Like humans, variation in diet is essential to a healthy animal. Varied eating ensures that your pet gets a balanced diet, consumes a variety of vitamins, and keeps your animal happy and satisfied. Choosing three or four foods containing different meats, and rotating or mixing these will satisfy a growing animal’s need for variety. Once in a while, you can treat your dog or even your cat to a small amount of fresh meat, vegetables, rice, plain yogurt, and plain pasta, but don’t feed your pet table scraps too often. Avoid feeding your pet sweets or very fatty meats such as venison, duck, pork, or veal. Excessively fatty foods can inflame the pancreas and lead to complications for other organs. Be sure to rotate and experiment with foods gradually, to prevent any risk of your pet becoming sick. Also avoid feeding your pet raw egg, which contains avidin (found in raw egg whites, avidin is an enzyme that disrupts the metabolism of fats, glucose and amino acids).
When feeding your pet, make sure you know the proper amount of food to be given and the time and frequency of meals. While cats can regulate their own eating times and quantities, dogs thrive on routine. Try to set specific feeding times and a specific location for your dog.

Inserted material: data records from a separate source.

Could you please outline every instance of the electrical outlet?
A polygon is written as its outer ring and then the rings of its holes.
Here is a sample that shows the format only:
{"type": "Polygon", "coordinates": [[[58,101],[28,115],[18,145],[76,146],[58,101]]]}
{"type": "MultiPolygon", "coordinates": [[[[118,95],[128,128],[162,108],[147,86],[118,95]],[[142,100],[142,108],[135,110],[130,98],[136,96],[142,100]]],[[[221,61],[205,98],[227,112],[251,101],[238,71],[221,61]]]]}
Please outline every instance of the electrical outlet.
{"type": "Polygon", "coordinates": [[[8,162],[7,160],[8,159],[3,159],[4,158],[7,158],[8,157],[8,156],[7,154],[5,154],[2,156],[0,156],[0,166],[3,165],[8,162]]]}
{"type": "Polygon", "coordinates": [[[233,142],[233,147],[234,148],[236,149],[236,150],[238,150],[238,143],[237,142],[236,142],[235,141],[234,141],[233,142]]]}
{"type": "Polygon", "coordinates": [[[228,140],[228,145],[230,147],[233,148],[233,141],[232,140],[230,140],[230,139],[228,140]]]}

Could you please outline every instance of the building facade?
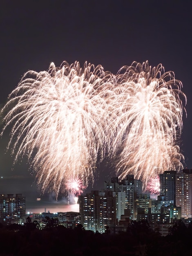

Puppies, which are still growing, need to be fed more often. During 8 to 12 weeks old, puppies need four meals a day. By 3 to 6 months, the schedule can be reduced to three meals a day. From 6 months to one year, two meals a day are sufficient.
Most adult dogs can be fed once a day, though some of the larger sized breeds might require two small meals per day. Regular feeding times are essential in managing an animal’s weight. If your pet is overweight, you can take steps through diet to correct the problem. Cut back on the amount of food you give your pet or look for foods containing less animal fat.
Your pet will thrive on a balanced diet of meat and vegetables, which will provide energy and nutrition in the form of proteins, carbohydrates, and healthy fats. While it may seem harmless once in a while to serve your pet a table scrap or a leftover from the fridge, there are certain foods which are extremely toxic to your pet’s health. Some foods from the human menu, like cottage cheese, vegetables, and cooked eggs (never raw) are allowed in moderation, and should include only about 10 percent of your pet’s daily diet. However, there are certain foods which your dog should never eat.
Foods to Avoid
- raisins and grapes
- onions, onion powder
- moldy, spoiled food
Making Your Own Pet Food
A healthy, although time-consuming, alternative to feeding your pet commercial food is to cook it yourself. This will ensure that you know exactly what your pet is eating, and assure that your pet won’t consume meat by-products and preservatives. Dogs should eat a simple diet of ground turkey or chicken, brown rice, oatmeal, most nuts, and vegetables such as carrots, corn, peas, and squash. Avoid onions, garlic, sugary foods, and salt.
As a responsible pet owner, it is important to choose food wisely. Poor-quality foods made with unhealthy ingredients can lead to digestive and skin problems, dull coats, fatigue, a compromised immune system, and behavioral issues. Although healthy foods may cost more, you are paying for the long-term health and wellness of your pet. This will help your pet maintain a shiny coat, better resistance to disease, and an overall happier attitude.